Mevcut halde İstanbul’da günde 9.500 tonu Avrupa Yakasında 4.500 tonu Asya Yakasında olmak üzere yaklaşık 14.000 ton atık bertaraf edilmektedir. Bunun haricinde Kemerburgaz Kompost Tesisinde günde ortalama 700 ton atık kabul edilerek kompost ürününe dönüştürülmektedir.
Türkiye’de ise Kompost tesisi sayısı oldukça düşüktür. İstanbul, İzmir, Antalya, Mersin, Kemer, Giresun, Turgutlu, Edirne ve Yalova olmak üzere dokuz kompost tesisi mevcuttur. Kompost sistemi konusunda davranış boyutuna geçirilmiş bir duyarlılık yoktur. Bizler girişimcilik dersinde faydaya dayalı bir girişimcilik projesi düşündük. Okulumuzun bahçesinde Bahçe tipi kompost sistemi kuracağız.
Bahçe ve evlerde üretilen organik atıkların yerinde kompostlaştırılmasını sağlayan bu sistemler dünya genelinde yaygın olarak kullanılmakta olup, pek çok modele sahiptir. Bizer de farkındalık yaratarak okulumuzda ve evlerimizdeki organik atıkların dönüşümünü sağlayacağız. Kurulacak sistem ufak olacak ve uygulamanın etkin ve faydalı olacağını bir çeşit canlı laboratuvar ortamında yaparak ve yaşatarak uygulamalı olarak yapacağız. Bu bağlamda kendimize Girişimci solucanlar dedik ve motto olarak ; “Yeriz, içer, tüketir ve üretiriz!” slagonunu seçtik.

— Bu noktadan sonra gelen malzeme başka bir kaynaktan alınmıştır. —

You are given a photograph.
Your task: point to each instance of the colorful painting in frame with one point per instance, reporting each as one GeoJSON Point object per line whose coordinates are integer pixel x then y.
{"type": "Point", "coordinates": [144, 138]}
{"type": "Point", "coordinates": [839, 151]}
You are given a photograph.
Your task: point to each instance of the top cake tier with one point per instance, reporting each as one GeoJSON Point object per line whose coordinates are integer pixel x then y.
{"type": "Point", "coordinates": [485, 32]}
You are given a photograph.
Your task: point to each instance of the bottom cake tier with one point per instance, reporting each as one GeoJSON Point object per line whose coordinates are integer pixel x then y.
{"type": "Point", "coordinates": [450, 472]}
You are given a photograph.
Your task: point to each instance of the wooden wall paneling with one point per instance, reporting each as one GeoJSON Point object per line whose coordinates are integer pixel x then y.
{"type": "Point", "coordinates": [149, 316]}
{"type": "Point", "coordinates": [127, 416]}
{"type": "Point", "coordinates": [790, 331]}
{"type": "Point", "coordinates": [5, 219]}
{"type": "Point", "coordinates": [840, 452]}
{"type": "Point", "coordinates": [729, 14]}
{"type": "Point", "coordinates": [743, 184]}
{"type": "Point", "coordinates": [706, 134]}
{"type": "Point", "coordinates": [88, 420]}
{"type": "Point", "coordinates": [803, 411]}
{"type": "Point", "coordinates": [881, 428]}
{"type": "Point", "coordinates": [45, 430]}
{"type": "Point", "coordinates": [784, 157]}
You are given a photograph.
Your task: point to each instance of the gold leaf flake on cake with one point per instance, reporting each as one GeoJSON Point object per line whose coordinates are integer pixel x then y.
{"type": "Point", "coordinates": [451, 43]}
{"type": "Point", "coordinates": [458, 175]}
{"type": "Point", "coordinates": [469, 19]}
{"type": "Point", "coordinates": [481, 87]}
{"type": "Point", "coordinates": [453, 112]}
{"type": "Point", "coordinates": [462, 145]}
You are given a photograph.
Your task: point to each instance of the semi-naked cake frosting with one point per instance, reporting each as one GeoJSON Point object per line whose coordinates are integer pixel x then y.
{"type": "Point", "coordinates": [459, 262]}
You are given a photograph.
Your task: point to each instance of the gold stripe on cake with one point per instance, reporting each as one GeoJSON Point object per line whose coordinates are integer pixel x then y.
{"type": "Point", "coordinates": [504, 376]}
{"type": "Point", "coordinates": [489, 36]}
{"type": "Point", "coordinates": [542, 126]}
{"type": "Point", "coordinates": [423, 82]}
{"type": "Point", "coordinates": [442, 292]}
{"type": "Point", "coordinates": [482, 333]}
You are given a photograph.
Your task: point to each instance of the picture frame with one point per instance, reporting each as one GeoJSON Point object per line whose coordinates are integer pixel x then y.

Her yıl 100 milyonlarca ton mutfak, tarla, bağ ve bahçede toplanıp atılan veya yakılan bitki artığı kompost yapılarak tekrar toprağa döndüre bilirsek, hem temiz bir çevre, hem de temiz ve bol bir üretim yapmak mümkün olacaktır.
Halkımızın sağlığı ve refahı, çiftçimizin zenginliği bu basit görülen kuralı hep birlikte uygulamamıza bağlıdır. Sağlıklı ürünleri bu yöntemle yetiştirmek; her türlü organik atıkları değerlendirdiğinden, toprak verimliliğini artırdığından, tarımda sürekliliği sağladığından, toprağın yel ile üfürülmesini, sel ile süpürülmesini önlediği için daha kolay ve ucuzdur.
Doğal tarım ürünlerinin sağlıklı oluşları yanında tatlarının iyi oluşu, depolama ve korunmalarının kolaylığı, satış değerinin yüksekliği de tercih sebebidir. Yani doğal tarımın getirisi, götürüsünden daha fazladır. Görüldüğü gibi doğal tarım sadece bir tercih değildir. Topluma karşı üreticinin vicdan borcudur. Sonuç olarak; toplumumuzu sağlıklı yaşatabilmek için sağlıklı üretim birinci şarttır. Bozuk gıdalarla insanları sağlıklı yaşatamazsınız. Organik madde; toprak verimliliği ve sürdürülebilir tarım açısından son derece büyük bir öneme sahiptir. Ülkemiz topraklarının tamamına yakınında organik madde içeriği yetersizdir. Bu olumsuzluğu ortadan kaldırmak için organik gübreler son derece önemli bir role sahiptir. Organik Gübreler ,Bitki besin kaynağı olarak organik gübreler bitki, hayvan ve insan kaynaklı kalıntılar veya atıklardan oluşmaktadır.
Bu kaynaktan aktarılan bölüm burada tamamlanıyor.